Student consolidation loans can help with many bills and reduce
payments into one low monthly payment. Before deciding which step
to take it is important to learn what the company is offering and
what bills can be included in the consolidation loan. The interest
rate on Student consolidated loan is calculated by taking the
average of the loans which are being consolidated.
Consolidation simplifies the repayment process but does involve a
slight increase in the interest rate. Students who are having
trouble making their payments should consider some of the
alternate repayment terms provided for federal loans.

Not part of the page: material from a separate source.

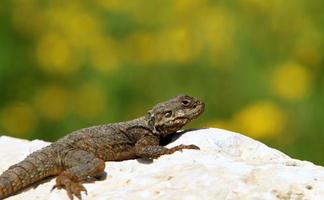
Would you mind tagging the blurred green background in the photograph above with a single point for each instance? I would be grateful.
(258, 65)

All unsecured debt such as collection agency debts, personal
loans, medical bills, credit card debt, and student loans can be
included in a consolidation loan. A consolidation loan gives you
one monthly payment instead of several.
College graduates could be looking at a significant increase in
the interest rates they pay on federal student loans if they don't
consolidate their student loans. The US government sets the rates
for all federal student loans based on the 91-day Treasury Bill
(T-bill) rate at the end of May of each calendar year. The rates
are then fixed for the year, becoming effective July 1, and affect
all non-consolidated student loans.
Graduates and students graduating should consolidate as soon as
they are out of school. Locking in current rates can save
thousands of dollars.
A student consolidation loan combines several federal student or
parent loans into a single larger loan. Most federal loans can be
consolidated: Stafford, PLUS (Parent Loans to Undergraduate
Students), Supplemental, Direct, Perkins and others.
Downsides to consolidation
The most obvious downside is that even though your payments are
smaller, you are extending them over a longer time. That means
you'll pay out more total interest. Also, as with any kind of
consolidation loan, the borrower may be tempted to spend more or
even borrow more because of the smaller loan payments. Then you're
just piling up more debt than if you hadn't consolidated.